Nationalism, women’s emancipation & a classic

Turning a leave

By Bhaskar Roy

Revisiting literary classics is a rewarding exercise inasmuch as it, apart from giving a nuanced reading of the texts, foregrounds issues (dealt with in the classics) germane to the fundamental concerns of our civilisation in these fractious times of ours. One such classic is Rabindranath Tagore’s Bengali novel ‘Ghare-Baire’ (The Home and the World), set against the background of the Swadeshi movement against the Partition of Bengal in 1905, which triggered a massive upsurge of popular protest across Bengal. This movement gave Tagore the occasion to interrogate his times (which he always did with a Catholic, unprejudiced mind) to come up with his own notions of nationalism and the question of women’s emancipation.

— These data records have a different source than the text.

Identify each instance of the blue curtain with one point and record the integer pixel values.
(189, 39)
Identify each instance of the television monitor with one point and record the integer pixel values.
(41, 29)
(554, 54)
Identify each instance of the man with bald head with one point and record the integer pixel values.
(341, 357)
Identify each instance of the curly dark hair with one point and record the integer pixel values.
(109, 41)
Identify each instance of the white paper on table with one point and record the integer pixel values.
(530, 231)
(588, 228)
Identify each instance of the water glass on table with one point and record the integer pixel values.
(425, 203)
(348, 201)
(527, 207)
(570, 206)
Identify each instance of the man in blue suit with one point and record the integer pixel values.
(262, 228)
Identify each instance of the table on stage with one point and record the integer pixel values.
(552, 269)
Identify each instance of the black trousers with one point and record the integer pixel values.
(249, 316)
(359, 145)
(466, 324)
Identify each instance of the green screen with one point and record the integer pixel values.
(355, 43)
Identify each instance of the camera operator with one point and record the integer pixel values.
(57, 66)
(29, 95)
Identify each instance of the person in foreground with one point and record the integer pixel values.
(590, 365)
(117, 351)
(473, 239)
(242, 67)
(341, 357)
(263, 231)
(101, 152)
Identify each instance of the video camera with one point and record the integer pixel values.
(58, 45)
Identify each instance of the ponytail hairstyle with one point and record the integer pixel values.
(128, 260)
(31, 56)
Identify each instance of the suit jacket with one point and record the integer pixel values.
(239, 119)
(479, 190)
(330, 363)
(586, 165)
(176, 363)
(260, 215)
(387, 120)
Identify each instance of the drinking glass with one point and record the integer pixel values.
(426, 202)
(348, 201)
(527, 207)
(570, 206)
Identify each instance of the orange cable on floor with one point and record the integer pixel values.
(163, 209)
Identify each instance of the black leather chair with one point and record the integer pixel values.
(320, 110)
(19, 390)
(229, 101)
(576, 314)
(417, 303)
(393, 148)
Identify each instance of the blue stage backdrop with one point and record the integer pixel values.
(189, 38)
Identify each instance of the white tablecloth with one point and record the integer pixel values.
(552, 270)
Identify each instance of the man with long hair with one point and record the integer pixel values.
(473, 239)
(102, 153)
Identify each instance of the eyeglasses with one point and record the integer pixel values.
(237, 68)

The novel is structured around the monologues of three principal characters — Nikhilesh, his wife Bimala and his college friend Sandip. But as the novel progresses, the monologues take a dialogic form, the author giving an open space for debates, while suppressing his own voice. This suppression of his own voice is indicative of his liberal mind, always open to debate.

The two opposing views of nationalism are articulated through the views of Nikhilesh and Sandip.

Nikhilesh, the best product of the Bengal Renaissance, is an enlightened and benevolent landlord. He respects his wife as an individual and wants her to come out of the ‘home’ into the ‘world’. This liberal attitude is reflected in his vision of the nation. His vision transcends the narrow limits of nationalism. At this point, one has to interrogate what nationalism is. The nationalism we see today arose in 18th century Europe with the rise of the nation states which demanded loyalty to a religion, a race or a language. Prior to that, it demanded loyalty to a religion or a ruling dynasty. This unquestioned loyalty is alien to Rabindranath’s ideal of humanist ideals which are against all types of bigotry and extremism. Nationalism, for him, is valid for the subjugated people fighting for independence but once they get it, its utility is gone.

That demand to a certain kind of loyalty is what distinguishes Sandip’s character. To him, morality does not matter. One can take resort to any means to justify ends. His patriotism borders on fanaticism. He goes on for the deification of the nation, ignoring the concerns of the marginalized classes and the minority in society. His brand of nationalism turns out to be the nationalism of an exclusive domain of the privileged class of society. His followers burn foreign goods sold by the poor as part of the call for boycott of foreign goods. The marginalised does not matter to them.

Bimala is a defining character in the novel, in fact she is its pivot, insofar as all the contradictions of the story are refracted through her. To begin with, she is the ideal Hindu married woman whose life is totally dedicated to the worship of her husband. In fact, she has no life of her own. Her life is totally defined by that of her husband. She refuses to be out in the ‘world’ despite her husband’s exhortation, until she gets to hear the fiery speech of Sandip. She is mesmerised. She is attracted by the ‘maleness’ of it. It is kind of a ‘sexual passion’ that she has never experienced in her conjugal life before. She is being inexorably drawn into the final ‘kiss’ sequence. That is a sacrilege, a transgression for a Hindu married woman, a transgression that frees her as a woman who is the sovereign of her life and body. But is it so? It is not that easy as Tagore would have wanted us to see. Bimala gets to see her folly in not getting to see the real face of Sandip — manipulative and willing to resort to any means to achieve his goals. But that is too late. Her husband dies in trying to quell a Hindu-Muslim riot. Devastated by the twin tragedy, she comes out badly bruised, but a real woman, forged in the fire of the fractious times.